Charles Grimes (1772 – 1858) was an English surveyor and was the first European to see the Yarra River.
As the New South Wales surveyor-general Charles Grimes, in 1802 he sailed in the Cumberland to examine King’s Island and Port Phillip. He discovered the Yarra River on 2 February 1803 but reported unfavourably on the possibilities of settlement at both.
It was on 30 January 1803, he and his party landed at Frankston and met around thirty of the local inhabitants. On 2 February 1803, he discovered the mouth of the Yarra River. Next day Grimes ascended the river in a boat and explored what is now the Maribyrnong River for several miles. Returning to the Yarra it was explored for several miles but the boat was stopped by Dights Falls.
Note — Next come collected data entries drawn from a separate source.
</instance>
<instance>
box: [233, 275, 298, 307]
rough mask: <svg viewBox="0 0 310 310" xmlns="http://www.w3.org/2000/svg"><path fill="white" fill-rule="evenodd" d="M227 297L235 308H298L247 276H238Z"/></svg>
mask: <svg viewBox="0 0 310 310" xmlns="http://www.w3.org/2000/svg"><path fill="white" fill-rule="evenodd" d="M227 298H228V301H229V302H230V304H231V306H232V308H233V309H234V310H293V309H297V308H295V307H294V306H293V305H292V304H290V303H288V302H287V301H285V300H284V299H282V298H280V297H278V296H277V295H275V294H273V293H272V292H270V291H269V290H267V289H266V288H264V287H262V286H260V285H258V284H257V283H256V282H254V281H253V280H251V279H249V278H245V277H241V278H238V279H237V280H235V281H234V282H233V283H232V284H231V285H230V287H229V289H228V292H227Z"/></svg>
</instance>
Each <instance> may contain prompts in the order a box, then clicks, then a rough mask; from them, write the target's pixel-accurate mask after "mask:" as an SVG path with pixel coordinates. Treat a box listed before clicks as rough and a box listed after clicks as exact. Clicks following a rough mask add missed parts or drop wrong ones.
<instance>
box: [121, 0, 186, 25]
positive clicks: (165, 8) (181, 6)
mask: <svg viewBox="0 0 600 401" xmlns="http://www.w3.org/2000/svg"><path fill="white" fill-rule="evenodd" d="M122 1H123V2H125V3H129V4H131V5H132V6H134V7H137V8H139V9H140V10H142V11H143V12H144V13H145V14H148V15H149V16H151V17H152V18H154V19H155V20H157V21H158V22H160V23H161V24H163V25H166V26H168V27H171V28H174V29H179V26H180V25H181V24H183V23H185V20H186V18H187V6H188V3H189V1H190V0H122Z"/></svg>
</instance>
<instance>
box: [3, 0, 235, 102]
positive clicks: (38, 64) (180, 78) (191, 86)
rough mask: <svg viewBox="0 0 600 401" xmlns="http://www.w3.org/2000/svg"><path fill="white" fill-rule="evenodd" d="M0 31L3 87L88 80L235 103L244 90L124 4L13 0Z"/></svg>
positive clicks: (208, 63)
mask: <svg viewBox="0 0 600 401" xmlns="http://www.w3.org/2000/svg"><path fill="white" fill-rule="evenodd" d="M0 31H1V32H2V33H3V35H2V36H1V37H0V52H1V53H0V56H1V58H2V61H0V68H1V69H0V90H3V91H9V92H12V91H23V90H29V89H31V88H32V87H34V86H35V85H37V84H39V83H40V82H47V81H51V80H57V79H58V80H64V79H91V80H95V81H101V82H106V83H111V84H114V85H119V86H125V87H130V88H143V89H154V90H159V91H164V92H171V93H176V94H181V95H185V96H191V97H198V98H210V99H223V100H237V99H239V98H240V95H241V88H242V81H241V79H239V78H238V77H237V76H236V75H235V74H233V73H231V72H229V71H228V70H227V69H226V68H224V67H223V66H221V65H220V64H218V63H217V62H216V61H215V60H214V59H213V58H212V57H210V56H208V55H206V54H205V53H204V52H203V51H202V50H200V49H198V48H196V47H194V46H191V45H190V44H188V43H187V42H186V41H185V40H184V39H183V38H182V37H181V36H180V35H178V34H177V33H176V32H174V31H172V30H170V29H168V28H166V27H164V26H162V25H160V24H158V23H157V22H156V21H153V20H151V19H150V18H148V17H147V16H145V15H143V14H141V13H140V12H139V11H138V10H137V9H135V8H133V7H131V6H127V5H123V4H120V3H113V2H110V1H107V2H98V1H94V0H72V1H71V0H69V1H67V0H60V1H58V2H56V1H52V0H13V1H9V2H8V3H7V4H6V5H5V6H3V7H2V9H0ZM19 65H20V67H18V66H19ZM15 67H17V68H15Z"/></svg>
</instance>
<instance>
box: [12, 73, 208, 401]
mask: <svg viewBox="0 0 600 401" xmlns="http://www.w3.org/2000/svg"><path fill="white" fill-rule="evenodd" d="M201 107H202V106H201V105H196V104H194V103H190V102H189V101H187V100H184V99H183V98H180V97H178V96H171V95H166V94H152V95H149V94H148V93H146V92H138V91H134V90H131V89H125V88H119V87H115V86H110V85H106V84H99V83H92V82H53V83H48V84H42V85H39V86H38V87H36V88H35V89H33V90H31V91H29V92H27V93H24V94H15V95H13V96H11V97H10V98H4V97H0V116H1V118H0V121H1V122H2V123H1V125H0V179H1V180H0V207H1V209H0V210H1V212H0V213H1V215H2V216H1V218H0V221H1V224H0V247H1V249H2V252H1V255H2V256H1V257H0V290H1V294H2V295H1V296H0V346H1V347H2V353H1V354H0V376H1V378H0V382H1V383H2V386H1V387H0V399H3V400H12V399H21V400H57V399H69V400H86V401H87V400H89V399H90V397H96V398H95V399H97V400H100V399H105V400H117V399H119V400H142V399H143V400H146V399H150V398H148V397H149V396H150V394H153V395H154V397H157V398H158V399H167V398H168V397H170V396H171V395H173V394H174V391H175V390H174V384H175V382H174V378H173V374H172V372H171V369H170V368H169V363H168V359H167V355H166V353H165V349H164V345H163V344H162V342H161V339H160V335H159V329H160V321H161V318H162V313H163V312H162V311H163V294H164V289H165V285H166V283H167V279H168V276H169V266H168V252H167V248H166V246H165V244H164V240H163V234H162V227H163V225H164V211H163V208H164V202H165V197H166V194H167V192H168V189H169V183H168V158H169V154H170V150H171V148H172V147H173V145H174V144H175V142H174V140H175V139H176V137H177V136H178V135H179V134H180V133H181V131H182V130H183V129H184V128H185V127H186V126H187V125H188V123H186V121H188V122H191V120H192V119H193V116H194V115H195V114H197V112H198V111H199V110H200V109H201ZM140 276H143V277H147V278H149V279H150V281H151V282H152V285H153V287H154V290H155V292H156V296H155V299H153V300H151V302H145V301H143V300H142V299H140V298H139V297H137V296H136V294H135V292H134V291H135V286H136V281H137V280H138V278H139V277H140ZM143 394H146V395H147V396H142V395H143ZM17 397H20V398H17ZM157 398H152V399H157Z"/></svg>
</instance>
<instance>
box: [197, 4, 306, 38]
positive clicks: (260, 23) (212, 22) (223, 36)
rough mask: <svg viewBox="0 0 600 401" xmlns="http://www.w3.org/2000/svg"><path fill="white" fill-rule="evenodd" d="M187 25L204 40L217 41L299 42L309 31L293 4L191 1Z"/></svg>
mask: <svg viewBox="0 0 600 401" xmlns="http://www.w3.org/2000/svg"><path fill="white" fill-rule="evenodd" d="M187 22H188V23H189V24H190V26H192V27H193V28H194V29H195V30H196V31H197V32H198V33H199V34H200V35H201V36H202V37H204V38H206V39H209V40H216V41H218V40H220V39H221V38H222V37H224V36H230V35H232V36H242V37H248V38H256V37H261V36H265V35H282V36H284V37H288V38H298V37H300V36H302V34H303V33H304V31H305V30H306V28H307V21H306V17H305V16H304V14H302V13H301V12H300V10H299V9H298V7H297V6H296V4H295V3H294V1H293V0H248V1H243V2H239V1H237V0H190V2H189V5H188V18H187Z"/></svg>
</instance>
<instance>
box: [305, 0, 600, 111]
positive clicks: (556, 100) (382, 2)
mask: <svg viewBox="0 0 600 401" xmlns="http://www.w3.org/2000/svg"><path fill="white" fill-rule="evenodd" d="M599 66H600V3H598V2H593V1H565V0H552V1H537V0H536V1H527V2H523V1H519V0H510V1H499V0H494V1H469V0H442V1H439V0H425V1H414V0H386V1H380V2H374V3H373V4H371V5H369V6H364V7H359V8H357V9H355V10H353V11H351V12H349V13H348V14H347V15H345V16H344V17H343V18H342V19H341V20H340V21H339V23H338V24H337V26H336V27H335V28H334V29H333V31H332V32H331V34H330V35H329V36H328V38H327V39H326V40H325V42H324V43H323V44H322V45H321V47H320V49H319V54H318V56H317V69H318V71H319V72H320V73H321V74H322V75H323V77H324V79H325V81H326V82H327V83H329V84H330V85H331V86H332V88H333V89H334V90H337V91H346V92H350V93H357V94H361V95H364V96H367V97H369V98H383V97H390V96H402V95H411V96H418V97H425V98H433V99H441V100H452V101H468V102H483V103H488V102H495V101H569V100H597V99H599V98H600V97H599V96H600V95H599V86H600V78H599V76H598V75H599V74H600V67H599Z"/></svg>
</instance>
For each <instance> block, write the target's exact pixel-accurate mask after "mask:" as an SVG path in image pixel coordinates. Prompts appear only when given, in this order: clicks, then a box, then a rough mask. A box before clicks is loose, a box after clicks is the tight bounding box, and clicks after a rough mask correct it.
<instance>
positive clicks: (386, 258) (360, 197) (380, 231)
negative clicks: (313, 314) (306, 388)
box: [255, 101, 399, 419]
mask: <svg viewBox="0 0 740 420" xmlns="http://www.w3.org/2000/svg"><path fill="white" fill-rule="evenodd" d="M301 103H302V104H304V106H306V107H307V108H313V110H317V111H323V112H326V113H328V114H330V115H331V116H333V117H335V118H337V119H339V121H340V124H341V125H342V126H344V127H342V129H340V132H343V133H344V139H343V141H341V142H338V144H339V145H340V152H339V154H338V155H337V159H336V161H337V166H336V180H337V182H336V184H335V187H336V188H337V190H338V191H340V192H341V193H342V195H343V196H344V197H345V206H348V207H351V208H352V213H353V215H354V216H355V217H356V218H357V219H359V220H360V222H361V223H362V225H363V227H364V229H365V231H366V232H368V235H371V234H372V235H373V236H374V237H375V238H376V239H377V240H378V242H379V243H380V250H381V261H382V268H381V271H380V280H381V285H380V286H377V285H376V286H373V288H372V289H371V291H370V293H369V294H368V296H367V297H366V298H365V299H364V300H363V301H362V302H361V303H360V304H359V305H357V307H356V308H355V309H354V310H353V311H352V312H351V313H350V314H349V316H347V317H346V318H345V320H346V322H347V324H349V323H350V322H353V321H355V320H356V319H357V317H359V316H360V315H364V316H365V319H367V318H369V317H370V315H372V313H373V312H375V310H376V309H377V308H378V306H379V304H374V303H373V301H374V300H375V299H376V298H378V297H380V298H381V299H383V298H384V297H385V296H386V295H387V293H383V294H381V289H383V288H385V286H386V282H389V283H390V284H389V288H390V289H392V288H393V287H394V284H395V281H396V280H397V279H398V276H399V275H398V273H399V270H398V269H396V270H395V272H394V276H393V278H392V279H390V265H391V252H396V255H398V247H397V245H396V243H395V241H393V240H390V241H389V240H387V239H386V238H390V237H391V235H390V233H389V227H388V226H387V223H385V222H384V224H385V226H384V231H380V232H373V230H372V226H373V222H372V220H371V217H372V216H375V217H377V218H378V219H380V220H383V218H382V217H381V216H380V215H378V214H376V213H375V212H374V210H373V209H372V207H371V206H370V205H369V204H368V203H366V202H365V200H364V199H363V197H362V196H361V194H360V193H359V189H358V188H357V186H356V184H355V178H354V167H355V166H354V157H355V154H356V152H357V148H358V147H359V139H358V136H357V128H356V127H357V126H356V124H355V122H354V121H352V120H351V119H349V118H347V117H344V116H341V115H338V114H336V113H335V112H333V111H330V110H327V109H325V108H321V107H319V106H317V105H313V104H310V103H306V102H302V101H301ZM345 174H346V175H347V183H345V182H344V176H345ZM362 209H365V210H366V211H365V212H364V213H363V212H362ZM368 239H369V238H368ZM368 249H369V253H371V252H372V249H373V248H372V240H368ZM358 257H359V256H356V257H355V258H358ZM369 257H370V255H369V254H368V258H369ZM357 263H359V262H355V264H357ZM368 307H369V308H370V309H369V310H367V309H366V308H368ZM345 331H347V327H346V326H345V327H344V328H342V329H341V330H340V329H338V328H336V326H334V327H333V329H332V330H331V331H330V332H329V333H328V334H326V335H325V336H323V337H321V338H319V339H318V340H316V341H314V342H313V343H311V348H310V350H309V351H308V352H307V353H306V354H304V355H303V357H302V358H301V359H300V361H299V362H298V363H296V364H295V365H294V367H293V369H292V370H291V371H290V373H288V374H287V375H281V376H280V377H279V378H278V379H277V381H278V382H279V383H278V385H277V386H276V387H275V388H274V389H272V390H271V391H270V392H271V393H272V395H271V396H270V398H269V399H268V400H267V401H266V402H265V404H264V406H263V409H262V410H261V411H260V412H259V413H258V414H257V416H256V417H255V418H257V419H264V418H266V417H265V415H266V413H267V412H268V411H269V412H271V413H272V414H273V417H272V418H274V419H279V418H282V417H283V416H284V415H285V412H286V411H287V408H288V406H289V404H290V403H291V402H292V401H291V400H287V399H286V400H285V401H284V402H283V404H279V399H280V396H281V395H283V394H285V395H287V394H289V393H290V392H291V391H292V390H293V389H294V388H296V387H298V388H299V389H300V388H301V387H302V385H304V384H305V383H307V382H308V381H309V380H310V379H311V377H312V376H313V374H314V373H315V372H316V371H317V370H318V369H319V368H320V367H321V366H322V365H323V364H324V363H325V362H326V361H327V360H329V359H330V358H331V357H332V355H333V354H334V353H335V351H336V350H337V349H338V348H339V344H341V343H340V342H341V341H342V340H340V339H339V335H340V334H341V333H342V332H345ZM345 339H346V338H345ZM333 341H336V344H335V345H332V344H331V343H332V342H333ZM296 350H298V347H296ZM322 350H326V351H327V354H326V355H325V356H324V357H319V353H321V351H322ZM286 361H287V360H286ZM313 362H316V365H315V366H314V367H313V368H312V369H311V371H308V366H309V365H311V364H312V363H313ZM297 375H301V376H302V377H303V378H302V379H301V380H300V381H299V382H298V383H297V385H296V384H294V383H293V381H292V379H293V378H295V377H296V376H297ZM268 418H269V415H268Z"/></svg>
The journal of another member of the party, James Flemming, has been preserved, and in it he several times refers to finding good soil. Although it was evidently a dry season Flemming, thought from the appearance of the herbage that “there is not often so great a scarcity of water as at present“. He suggested that the “most eligible place for a settlement I have seen is on the Freshwater (Yarra) River“.
There are two memorials to mark the event –
- A cairn atop Dights Falls
- The Charles Grimes Bridge is a bridge over the Yarra River in Melbourne, Wurundjeri Way, South Wharf Docklands
The inscription reads “This cairn was erected conjointly by the Kew, Collingwood, and Heidelberg councils as a monument to Charles Grimes, Surveyor-General of New South Wales, and party, the first white men to discover the River Yarra, reaching the Yarra Falls on February 8, 1803; also to mark the crossing of the river near here with cattle by the first overlanders, John Gardiner, Joseph Hawdon, and John Hepburn, in December, 1836.”
The cairn doesn’t have a date, but by the style of construction, I guess it would be from the 1930s. I couldn’t imagine such a cairn being built today in Melbourne, with the greater awareness people now have of Aboriginal stories. It is not that the monument says anything untrue. Yet it tells only part of the story. Homage to the Wurundjeri.
Not far below is the confluence of the Yarra and the Merri.